Today, on the Sunday before the Feast of the Exaltation of the Holy Cross, we hear Jesus’ words to Nicodemus, who had come to ask Him about salvation. And at the heart of this salvation that Jesus Christ came to bring to our world is the great mystery of the Cross. For it is through His death and apparent defeat on the Cross that He has in fact conquered death and opened the way to life for all who follow Him.
In this passage, Jesus refers to the bronze serpent that God had instructed the prophet Moses to place on a pole when the people of Israel were wandering in the wilderness (Numbers 21: 9). Many of them were suffering from snake bites, but when they looked at this bronze serpent they were healed.

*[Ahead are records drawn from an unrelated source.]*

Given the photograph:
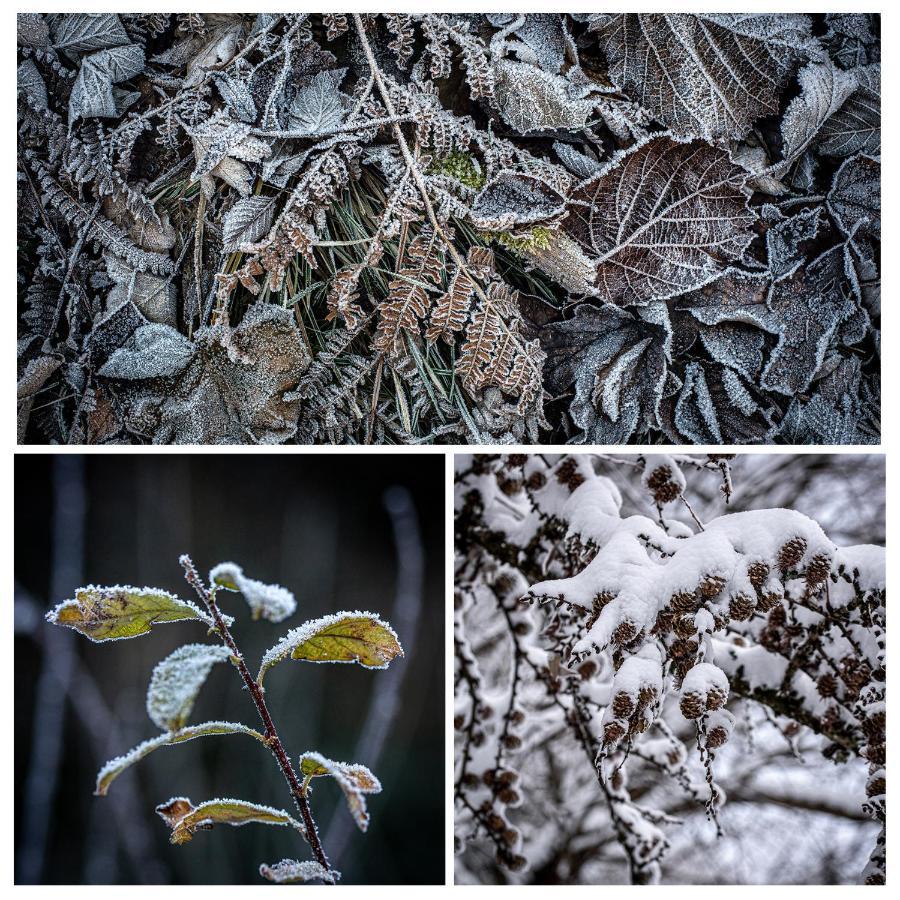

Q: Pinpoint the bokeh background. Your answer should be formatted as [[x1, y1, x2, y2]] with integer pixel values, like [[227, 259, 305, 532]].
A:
[[14, 454, 445, 884]]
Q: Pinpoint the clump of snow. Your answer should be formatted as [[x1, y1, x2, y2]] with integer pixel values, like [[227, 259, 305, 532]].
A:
[[259, 859, 341, 884], [209, 562, 297, 622], [147, 644, 231, 731]]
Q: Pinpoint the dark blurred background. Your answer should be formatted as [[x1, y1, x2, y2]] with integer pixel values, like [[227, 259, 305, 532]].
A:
[[15, 454, 445, 884]]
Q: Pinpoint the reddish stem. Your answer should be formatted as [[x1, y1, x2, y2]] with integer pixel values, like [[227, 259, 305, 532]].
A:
[[179, 554, 331, 872]]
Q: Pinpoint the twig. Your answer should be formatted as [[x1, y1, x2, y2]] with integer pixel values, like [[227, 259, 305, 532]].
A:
[[179, 554, 331, 872]]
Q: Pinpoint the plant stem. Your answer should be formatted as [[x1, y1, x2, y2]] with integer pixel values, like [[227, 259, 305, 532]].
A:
[[179, 554, 331, 872]]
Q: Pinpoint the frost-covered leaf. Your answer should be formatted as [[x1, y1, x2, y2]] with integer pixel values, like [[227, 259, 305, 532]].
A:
[[156, 797, 303, 844], [16, 59, 47, 109], [103, 303, 309, 444], [591, 13, 810, 141], [494, 59, 595, 134], [94, 722, 268, 797], [49, 13, 128, 53], [827, 153, 881, 240], [469, 172, 565, 231], [287, 69, 347, 137], [222, 197, 275, 253], [147, 644, 231, 731], [816, 63, 881, 156], [259, 859, 341, 884], [671, 362, 767, 444], [69, 44, 144, 124], [300, 750, 381, 831], [103, 253, 180, 326], [47, 585, 211, 641], [98, 323, 194, 381], [564, 136, 756, 305], [781, 60, 857, 160], [257, 611, 403, 683], [215, 72, 257, 125], [541, 303, 670, 444], [209, 562, 297, 622]]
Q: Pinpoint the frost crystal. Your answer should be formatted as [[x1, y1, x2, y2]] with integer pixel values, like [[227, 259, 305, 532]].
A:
[[147, 644, 231, 731], [209, 562, 297, 622]]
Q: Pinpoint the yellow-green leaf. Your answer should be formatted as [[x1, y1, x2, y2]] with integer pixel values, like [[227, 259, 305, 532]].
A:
[[300, 750, 381, 831], [259, 859, 341, 884], [156, 797, 305, 844], [47, 585, 212, 641], [94, 722, 268, 797], [257, 611, 403, 684]]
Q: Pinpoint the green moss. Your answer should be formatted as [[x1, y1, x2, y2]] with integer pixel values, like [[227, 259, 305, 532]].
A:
[[428, 150, 484, 191], [486, 225, 554, 253]]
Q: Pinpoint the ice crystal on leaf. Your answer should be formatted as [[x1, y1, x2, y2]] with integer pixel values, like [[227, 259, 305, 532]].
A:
[[209, 562, 297, 622]]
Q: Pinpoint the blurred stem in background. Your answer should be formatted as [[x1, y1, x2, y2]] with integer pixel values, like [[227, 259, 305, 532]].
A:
[[325, 485, 425, 865], [18, 454, 87, 884]]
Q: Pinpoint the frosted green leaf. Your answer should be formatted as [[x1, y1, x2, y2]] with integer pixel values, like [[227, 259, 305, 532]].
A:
[[300, 750, 381, 831], [257, 610, 403, 684], [156, 797, 304, 844], [94, 722, 268, 797], [46, 585, 213, 641], [259, 859, 341, 884], [209, 563, 297, 622], [147, 644, 231, 731]]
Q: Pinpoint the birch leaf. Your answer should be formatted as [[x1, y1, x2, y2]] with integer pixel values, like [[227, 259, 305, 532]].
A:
[[564, 135, 756, 305], [222, 197, 275, 253], [147, 644, 231, 731], [591, 13, 810, 141], [781, 61, 856, 160], [156, 797, 303, 844], [47, 585, 212, 641], [300, 750, 381, 831], [257, 611, 403, 684], [209, 563, 297, 622], [94, 722, 268, 797]]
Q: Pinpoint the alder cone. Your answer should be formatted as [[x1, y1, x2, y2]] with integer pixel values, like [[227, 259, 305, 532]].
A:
[[816, 672, 837, 698], [679, 691, 704, 719], [706, 688, 727, 709], [747, 560, 769, 588], [806, 554, 831, 587], [647, 466, 681, 505], [778, 537, 806, 572], [728, 594, 756, 622]]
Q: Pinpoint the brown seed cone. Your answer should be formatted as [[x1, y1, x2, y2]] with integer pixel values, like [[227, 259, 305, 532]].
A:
[[555, 456, 584, 492], [669, 591, 700, 612], [778, 537, 806, 572], [669, 638, 699, 659], [680, 691, 703, 719], [728, 594, 755, 622], [612, 619, 640, 644], [706, 688, 728, 709], [652, 606, 675, 634], [747, 560, 769, 588], [613, 691, 634, 719], [647, 466, 681, 504], [700, 575, 725, 600], [816, 672, 837, 698], [756, 593, 784, 612], [806, 553, 831, 587]]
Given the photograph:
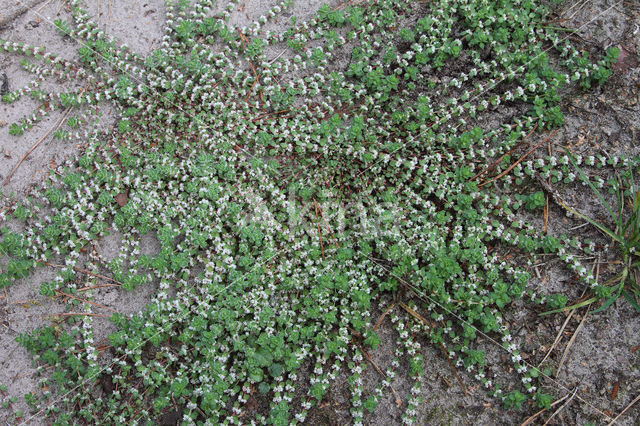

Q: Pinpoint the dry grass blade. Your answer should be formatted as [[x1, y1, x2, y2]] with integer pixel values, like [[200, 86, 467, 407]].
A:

This is one of the Old Testament passages that points to the Cross of Christ. However, as Saint John Chrysostom reminds us, the healing that people found in this serpent was only a very faint anticipation of Christ’s victory on the Cross:
…there the hanging serpent healed the bites of serpents, here the Crucified Jesus cured the wounds inflicted by the spiritual dragon; there he who looked with his bodily eyes was healed, here he who beholds with the eyes of his understanding put off all his sins; there that which hung was brass fashioned into the likeness of a serpent, here it was the Lord’s Body, built by the Spirit; there a serpent bit and a serpent healed, here death destroyed and a Death saved.
This great victory of Christ on the Cross is central to our faith, yet it is also a great paradox and goes beyond our logical thought, which is why Saint Paul called it “a stumbling block to Jews and foolishness to Gentiles” (1 Corinthians 1: 23). Indeed, the death of Christ on the Cross has become for us the source of life.